Tesla certainly had no trouble, getting final books close to US$4bn for a US$546m deal only rated by Moody’s, making it one of the most popular debuts since the crisis.

“We don’t rely on rating agencies to do our credit work,” said John Kerschner, head of US securitised products at Janus Henderson Investors and a buyer of the Tesla bonds.

“There is always risk with a new story, but we felt we were being compensated.”

He met with Tesla officials to conduct his own due diligence at an industry conference, and came away impressed enough to buy into the deal.

As JP Morgan analysts put it, the trade carried a “newness” concession and priced more like a risky subprime deal than a prime trade whose leases carried high 767 average credit scores.

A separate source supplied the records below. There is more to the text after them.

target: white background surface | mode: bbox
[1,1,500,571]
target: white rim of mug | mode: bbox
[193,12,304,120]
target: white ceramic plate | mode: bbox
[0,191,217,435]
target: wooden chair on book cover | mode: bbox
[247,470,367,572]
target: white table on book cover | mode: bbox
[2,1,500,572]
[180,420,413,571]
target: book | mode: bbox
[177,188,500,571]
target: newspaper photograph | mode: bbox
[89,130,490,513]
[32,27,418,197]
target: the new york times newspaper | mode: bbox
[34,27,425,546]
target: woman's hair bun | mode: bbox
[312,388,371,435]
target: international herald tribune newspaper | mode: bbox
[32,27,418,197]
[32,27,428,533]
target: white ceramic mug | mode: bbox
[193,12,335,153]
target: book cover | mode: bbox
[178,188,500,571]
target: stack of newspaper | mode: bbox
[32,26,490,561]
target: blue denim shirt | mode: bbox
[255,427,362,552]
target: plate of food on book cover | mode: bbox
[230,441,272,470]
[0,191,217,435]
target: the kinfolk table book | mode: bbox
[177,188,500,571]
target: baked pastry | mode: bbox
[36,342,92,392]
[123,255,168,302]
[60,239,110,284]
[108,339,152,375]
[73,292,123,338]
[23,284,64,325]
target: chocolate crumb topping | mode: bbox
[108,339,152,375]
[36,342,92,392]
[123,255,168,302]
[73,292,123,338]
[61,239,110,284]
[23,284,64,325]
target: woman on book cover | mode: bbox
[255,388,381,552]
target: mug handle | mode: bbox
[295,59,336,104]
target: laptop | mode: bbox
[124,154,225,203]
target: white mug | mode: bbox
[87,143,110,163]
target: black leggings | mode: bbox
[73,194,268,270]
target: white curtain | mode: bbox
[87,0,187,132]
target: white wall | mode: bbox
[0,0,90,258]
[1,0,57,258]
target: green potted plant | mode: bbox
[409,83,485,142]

“It’s different risk, but at similar spreads I’d rather be investing in Tesla paper,” Kerschner said.

MAKING HEADWAY

The Big Three of course still dominate the overall business of rating bonds, but smaller firms have made “significant” inroads in asset-backed trades, the SEC said in its most recent annual report on credit ratings.

Smaller names such as DBRS, Kroll Bond Rating Agency and Morningstar had rated 12.5% of the asset-backed market as of December 2016, the report said.

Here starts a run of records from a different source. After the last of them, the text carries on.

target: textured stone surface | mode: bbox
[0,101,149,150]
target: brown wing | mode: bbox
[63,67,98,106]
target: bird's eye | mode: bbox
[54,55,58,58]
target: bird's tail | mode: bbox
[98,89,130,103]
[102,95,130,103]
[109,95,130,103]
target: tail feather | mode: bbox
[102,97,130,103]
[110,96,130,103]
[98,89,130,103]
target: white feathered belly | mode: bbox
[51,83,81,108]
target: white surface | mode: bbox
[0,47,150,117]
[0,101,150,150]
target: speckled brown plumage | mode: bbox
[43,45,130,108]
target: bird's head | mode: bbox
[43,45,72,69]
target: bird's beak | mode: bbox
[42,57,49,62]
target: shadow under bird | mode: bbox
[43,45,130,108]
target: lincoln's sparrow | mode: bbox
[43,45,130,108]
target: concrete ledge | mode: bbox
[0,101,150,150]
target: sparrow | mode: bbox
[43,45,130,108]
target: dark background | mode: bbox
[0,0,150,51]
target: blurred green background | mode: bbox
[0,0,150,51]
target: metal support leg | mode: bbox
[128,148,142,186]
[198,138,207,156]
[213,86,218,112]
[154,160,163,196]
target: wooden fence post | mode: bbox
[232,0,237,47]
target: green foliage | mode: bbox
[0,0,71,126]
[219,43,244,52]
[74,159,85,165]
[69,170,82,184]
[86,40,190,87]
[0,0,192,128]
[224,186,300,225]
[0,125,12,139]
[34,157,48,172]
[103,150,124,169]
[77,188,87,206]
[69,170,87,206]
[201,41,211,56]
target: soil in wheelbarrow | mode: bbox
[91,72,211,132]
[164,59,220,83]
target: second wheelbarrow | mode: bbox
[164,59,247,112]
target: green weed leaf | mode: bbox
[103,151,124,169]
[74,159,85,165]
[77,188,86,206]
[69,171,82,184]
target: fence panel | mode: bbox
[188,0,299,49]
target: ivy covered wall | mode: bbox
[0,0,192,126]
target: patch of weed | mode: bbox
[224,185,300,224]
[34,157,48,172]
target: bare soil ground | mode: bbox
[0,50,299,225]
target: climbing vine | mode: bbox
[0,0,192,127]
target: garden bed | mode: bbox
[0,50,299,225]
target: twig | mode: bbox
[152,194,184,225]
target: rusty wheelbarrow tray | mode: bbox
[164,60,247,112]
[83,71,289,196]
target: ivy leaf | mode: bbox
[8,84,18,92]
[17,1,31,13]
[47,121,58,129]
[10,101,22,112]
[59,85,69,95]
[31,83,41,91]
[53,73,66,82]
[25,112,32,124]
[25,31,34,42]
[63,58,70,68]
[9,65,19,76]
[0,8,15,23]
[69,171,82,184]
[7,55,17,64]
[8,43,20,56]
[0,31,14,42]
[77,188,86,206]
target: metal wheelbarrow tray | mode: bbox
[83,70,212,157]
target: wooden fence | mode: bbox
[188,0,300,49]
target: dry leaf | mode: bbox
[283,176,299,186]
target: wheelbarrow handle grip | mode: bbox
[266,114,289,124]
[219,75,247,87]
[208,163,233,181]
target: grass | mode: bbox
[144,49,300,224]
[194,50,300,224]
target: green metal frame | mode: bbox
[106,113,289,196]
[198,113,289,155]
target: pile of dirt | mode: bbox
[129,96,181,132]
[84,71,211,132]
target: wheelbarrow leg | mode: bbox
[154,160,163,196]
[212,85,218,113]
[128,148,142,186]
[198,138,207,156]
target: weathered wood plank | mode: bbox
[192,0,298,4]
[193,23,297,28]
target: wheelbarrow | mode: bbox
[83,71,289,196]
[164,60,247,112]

This has been especially notable for lenders that have been using the ABS market to fund businesses from student loans to solar panels.

In a departure from the past, many such deals in the previous six months were vetted by the smaller agencies - and almost a third came with just one set of ratings.

Global Jet Capital came to market in October with its debut aircraft deal, a US$1.5bn offering that carried just Single A and Triple B investment-grade ratings from KBRA.

The buyside pushed back hard against the trade - both the type of collateral and the revolving master trust format were seen as riskier than on typical aircraft deals.

Fitch even took the unusual step of offering an unsolicited opinion, saying the deal did not meet its investment-grade criteria.

But when the deal was restructured in February, it was a smash hit with investors - and still only carried ratings from Kroll.

ONE AND DONE?

Only time will tell if ratings issued by insurgent companies hold up better than those issued by the Big Three in the run-up to the financial crisis.

But as smaller firms have gained prominence, more investors have amended their investment criteria to buy bonds carrying a broader range of ratings.

“The number of accounts who can buy other than the Big Three has grown to probably 90 or 100 versus a dozen or so when Kroll first started out [in 2010],” one ABS banker told IFR.

While investors now put less weight on ratings in their own risk-vetting process, though, not everyone views the trend of solo ABS ratings as a positive development.

“When you leave rating agencies out, it’s usually for a reason,” said Gil Libling, a senior portfolio manager at Semper Capital Management.

“The investment environment is such that more information is always better, not less.”